第29話 「お前なら、奴を倒せるんじゃないか?」


 探索4日目。


【神骸迷宮】45層、山頂の手前にて。


 目前に山頂を控えたその場所で、俺たちは一旦立ち止まっていた。


「さて……この期に及んで私から言うことは、何もない。ここまで来たら、後は守護者を倒して46層に進むだけだ」


 全員を前にして、ローガンが静かに告げる。


「竜山階層」のドラゴンたちを相手にしても余裕を崩すことがなかったローガンだが、さすがに今は肌がピリピリとするような緊張感を漂わせていた。


 もしかしたら、かつて3人のパーティーメンバーを喪うことになった戦いを思い出しているのかもしれない。

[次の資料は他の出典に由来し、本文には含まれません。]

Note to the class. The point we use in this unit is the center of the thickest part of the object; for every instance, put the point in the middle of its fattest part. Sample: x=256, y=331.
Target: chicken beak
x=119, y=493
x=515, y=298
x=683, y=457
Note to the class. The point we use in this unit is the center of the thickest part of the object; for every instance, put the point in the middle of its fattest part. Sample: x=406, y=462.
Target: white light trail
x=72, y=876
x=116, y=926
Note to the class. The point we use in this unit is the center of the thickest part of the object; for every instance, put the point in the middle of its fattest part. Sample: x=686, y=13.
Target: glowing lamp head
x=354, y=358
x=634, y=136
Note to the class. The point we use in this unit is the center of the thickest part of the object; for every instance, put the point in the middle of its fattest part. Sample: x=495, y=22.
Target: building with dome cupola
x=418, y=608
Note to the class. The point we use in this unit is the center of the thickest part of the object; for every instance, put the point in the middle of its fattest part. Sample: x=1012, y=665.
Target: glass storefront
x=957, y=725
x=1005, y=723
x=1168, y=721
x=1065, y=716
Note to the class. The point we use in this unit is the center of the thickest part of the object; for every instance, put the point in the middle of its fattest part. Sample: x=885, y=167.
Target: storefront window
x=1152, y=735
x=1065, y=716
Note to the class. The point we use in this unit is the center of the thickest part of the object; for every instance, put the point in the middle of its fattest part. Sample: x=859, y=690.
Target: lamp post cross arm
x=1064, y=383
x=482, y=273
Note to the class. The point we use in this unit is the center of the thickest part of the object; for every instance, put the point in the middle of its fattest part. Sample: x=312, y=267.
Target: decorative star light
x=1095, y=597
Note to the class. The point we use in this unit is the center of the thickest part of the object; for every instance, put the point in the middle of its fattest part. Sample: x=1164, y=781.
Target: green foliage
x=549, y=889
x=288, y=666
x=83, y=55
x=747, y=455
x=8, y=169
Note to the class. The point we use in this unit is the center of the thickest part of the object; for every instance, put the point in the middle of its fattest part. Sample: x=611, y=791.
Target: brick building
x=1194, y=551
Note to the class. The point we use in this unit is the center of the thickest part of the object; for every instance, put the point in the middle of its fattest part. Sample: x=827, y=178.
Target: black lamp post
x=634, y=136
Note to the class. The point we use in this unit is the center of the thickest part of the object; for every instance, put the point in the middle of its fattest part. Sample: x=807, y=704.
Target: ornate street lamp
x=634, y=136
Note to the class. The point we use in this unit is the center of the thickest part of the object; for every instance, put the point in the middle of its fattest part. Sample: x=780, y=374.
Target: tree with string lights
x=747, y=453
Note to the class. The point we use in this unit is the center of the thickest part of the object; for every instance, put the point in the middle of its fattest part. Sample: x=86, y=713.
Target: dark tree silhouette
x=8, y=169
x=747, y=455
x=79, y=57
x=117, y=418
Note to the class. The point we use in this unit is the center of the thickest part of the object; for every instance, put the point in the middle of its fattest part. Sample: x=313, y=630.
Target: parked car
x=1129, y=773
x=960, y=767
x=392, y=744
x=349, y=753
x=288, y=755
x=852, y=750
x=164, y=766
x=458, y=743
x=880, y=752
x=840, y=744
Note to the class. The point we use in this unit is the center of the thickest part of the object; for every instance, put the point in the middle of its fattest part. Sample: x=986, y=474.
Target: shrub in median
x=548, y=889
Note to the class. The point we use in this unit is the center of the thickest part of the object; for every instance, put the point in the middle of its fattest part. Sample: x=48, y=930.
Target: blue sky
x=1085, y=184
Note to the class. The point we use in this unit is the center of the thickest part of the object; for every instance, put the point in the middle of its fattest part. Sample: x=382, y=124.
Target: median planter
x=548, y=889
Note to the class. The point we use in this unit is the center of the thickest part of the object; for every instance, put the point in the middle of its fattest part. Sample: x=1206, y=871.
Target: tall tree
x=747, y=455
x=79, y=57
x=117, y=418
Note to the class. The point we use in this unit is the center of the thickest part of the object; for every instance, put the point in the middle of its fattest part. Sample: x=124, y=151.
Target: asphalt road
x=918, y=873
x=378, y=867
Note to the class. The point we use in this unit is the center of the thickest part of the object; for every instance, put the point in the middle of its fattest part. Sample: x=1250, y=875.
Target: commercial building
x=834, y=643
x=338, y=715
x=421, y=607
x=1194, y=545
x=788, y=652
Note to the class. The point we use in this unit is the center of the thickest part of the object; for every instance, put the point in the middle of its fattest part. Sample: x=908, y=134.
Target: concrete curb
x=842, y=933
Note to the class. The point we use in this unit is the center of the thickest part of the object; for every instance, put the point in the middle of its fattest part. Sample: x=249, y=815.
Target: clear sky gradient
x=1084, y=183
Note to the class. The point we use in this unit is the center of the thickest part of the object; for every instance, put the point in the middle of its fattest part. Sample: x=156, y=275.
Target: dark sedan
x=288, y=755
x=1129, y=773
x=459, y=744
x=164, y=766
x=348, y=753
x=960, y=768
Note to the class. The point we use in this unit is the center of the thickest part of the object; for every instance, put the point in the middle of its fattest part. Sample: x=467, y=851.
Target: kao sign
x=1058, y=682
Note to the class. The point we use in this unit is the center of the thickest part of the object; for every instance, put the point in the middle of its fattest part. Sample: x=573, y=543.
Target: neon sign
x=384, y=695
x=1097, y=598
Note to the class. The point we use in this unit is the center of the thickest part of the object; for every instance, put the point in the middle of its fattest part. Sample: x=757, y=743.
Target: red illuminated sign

 そんなローガンの様子に、クランメンバーたちも真剣な眼差しを向ける。緩みのない緊張感。だが、悪い緊張ではない。


 誰もが「自分たちは強い」という自負を抱いている。


 それゆえの程よい緊張感。無駄に体が強張ることもなく、戦意だけが昂っている。


 すでに45層守護者との戦いに関しては、幾度も作戦の話し合いを済ませている。≪鉄壁同盟≫を除いた盾士系統のジョブを持つクランメンバーが前に出て、守護者の攻撃を引き受けつつ、他のメンバーが全力で攻撃に当たる。


 奇抜さはないが堅実かつ一番確実な戦法と言えるだろう。


 各員、己の為すべきことは頭に入っているのか、確認のために発言することもない。


 41層から44層までのフロアボスは一瞬で倒された。しかし、45層の守護者はフロアボスのようにはいかないだろう。それどころか、これほどのメンバーを揃えても敗北する可能性や死者が出る可能性を考慮すべき相手だ。


「全員、準備は良いようだな。……では、行こう」


 ローガンはクランメンバーを見回し、静かに言った。


 そして踵を返し、山頂へ向かって歩いていく。


 他の者たちもローガンの後に続いた。


 山頂にはすぐに辿り着いた。


 45層は火山階層だ。俺たちが登って来たのは灼熱のマグマが川のように流れる活火山であり、マグマの源泉が山頂となる。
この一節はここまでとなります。